Me: Kayla told me you came by the store today. What did you want?
He needs to ask me. I don't want to offer him a damn thing.
Lincoln: I'd prefer to talk to you face to face about this, if that's possible.
Me: It's not. Not right now. I understand, believe me, but I can't handle it, Linc. My life is crashing around me.
Lincoln: I get it. So I stopped by the shop today to see how you felt about taking a job with me again. I heard things weren't going great, but I had no idea you were that close to closing, Lyla. I wish you would've said something to me. Maybe I could've helped.
Tears well up in my eyes. I would never have asked him for advice or his help, but I didn't know I could. I wasn't aware he would be that nice, not after I walked out on him. Then again, maybe I'm projecting my own feelings.

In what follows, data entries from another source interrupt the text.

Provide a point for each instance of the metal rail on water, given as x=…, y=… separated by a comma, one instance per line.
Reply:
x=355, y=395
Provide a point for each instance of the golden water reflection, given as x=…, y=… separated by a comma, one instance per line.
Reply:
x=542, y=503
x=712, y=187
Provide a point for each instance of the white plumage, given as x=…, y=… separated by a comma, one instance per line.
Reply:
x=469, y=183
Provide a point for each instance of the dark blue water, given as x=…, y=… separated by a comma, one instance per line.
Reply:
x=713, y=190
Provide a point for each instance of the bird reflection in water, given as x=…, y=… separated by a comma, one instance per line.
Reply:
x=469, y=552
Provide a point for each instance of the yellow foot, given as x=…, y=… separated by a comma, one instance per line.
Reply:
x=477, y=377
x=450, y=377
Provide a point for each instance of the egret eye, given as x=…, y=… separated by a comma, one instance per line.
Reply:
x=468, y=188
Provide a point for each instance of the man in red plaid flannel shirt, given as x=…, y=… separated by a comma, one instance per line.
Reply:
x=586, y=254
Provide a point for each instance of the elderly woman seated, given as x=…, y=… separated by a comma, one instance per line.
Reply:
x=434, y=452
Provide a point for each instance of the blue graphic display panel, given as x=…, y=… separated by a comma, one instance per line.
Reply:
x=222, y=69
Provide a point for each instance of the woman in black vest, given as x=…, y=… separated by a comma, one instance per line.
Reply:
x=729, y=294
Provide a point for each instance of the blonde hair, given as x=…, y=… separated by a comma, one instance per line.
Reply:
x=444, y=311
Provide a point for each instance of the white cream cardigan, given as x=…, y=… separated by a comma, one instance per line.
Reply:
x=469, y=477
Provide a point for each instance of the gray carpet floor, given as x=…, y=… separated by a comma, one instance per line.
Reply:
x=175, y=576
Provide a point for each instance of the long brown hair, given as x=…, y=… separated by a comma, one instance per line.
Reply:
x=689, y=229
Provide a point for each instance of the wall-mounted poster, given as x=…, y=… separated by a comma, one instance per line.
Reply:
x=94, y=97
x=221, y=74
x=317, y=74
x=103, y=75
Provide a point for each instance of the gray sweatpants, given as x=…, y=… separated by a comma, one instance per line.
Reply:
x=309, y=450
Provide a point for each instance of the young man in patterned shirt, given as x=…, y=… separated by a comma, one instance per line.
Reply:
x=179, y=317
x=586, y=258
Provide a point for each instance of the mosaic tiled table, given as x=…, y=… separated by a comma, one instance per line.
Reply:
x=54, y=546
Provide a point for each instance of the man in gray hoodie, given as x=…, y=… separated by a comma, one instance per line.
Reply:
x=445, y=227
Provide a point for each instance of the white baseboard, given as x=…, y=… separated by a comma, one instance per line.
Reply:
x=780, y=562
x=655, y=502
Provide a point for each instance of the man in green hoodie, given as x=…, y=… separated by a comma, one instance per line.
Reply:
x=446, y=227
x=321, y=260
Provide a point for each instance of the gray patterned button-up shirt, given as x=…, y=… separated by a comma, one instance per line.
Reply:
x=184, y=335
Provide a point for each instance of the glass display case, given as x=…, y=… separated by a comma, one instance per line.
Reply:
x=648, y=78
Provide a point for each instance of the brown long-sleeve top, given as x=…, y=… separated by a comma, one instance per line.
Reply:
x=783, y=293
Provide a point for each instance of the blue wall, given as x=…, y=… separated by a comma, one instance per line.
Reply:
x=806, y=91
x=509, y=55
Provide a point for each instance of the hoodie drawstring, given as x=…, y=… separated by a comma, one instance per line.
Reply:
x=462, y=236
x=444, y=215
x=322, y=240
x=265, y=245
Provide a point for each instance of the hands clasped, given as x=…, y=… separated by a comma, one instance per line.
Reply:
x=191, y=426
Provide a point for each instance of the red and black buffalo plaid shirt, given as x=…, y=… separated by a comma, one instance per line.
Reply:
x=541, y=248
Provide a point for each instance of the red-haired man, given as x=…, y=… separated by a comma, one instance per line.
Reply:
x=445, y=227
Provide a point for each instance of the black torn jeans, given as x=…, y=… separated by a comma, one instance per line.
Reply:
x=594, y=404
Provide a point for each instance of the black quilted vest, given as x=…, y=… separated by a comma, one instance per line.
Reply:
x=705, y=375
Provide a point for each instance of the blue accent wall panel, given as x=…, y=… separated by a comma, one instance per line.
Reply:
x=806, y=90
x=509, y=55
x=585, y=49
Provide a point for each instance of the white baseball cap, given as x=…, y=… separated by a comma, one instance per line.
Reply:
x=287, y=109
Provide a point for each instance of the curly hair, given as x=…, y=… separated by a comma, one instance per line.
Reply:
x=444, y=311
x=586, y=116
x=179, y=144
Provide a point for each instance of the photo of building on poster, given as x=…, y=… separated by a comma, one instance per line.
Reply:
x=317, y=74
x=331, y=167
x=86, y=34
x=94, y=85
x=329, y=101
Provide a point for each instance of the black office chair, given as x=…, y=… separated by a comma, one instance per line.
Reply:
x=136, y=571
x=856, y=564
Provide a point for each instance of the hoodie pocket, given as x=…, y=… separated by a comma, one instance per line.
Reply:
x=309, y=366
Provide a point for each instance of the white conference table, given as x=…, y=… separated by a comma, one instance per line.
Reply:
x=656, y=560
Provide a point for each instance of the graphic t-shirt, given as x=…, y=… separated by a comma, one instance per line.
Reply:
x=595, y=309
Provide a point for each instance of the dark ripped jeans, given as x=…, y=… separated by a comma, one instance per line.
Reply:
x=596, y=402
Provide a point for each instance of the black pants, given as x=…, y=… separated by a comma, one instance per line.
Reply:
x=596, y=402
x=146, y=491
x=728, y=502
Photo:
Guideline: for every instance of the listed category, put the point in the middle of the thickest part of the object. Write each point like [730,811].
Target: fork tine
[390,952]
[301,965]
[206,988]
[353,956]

Me: I knew early on it wasn't going to work, Lincoln. I just didn't want to admit it. It was my dream; ya know?
Lincoln: I completely understand. As someone said to me today, I don't think I've ever realized how lucky I am to have stepped into an already established bakery. I have a proposition for you.
The side of my mouth tilts up in a grin.
Me: I won't pretend to be your wife for the night, Linc. This isn't a movie.
Lincoln: LMAO! You and I both know that's not what I want. I'd love for you to come back to work for me. It could be on your terms.
God, I hate this. Hate that this was never part of my plan, and it looks like it's going to happen. For the first time in a few months, I feel as if I have options. It's more freeing than I imagined it would. One thing I've learned since I walked out ofSugar and Spice, though, is that I can't decide based on emotion. I have to make them based on what I can afford to do, and what I'm able to handle emotionally.
Me: I appreciate what you're offering, but I'm going to be smarter than I was last time. Let me think about this for a couple of days?
He's gritting his back teeth. I know that like I know the back of my hand. But if he allows, I'm going to make him wait.
Lincoln: Take the time you need, but please know I need the answer as soon as you have it.
Me: I promise I won't keep you waiting any longer than necessary.
Tossing the phone to the side, I blow out a breath. This decision would've been so much easier ten months ago. While things had been difficult, I'd had savings, and I would have made different decisions. Hindsight is always twenty-twenty, but this is worse. I can look back and critique every single decision I made. It's like a choose your own adventure, and I've made all the wrong ones.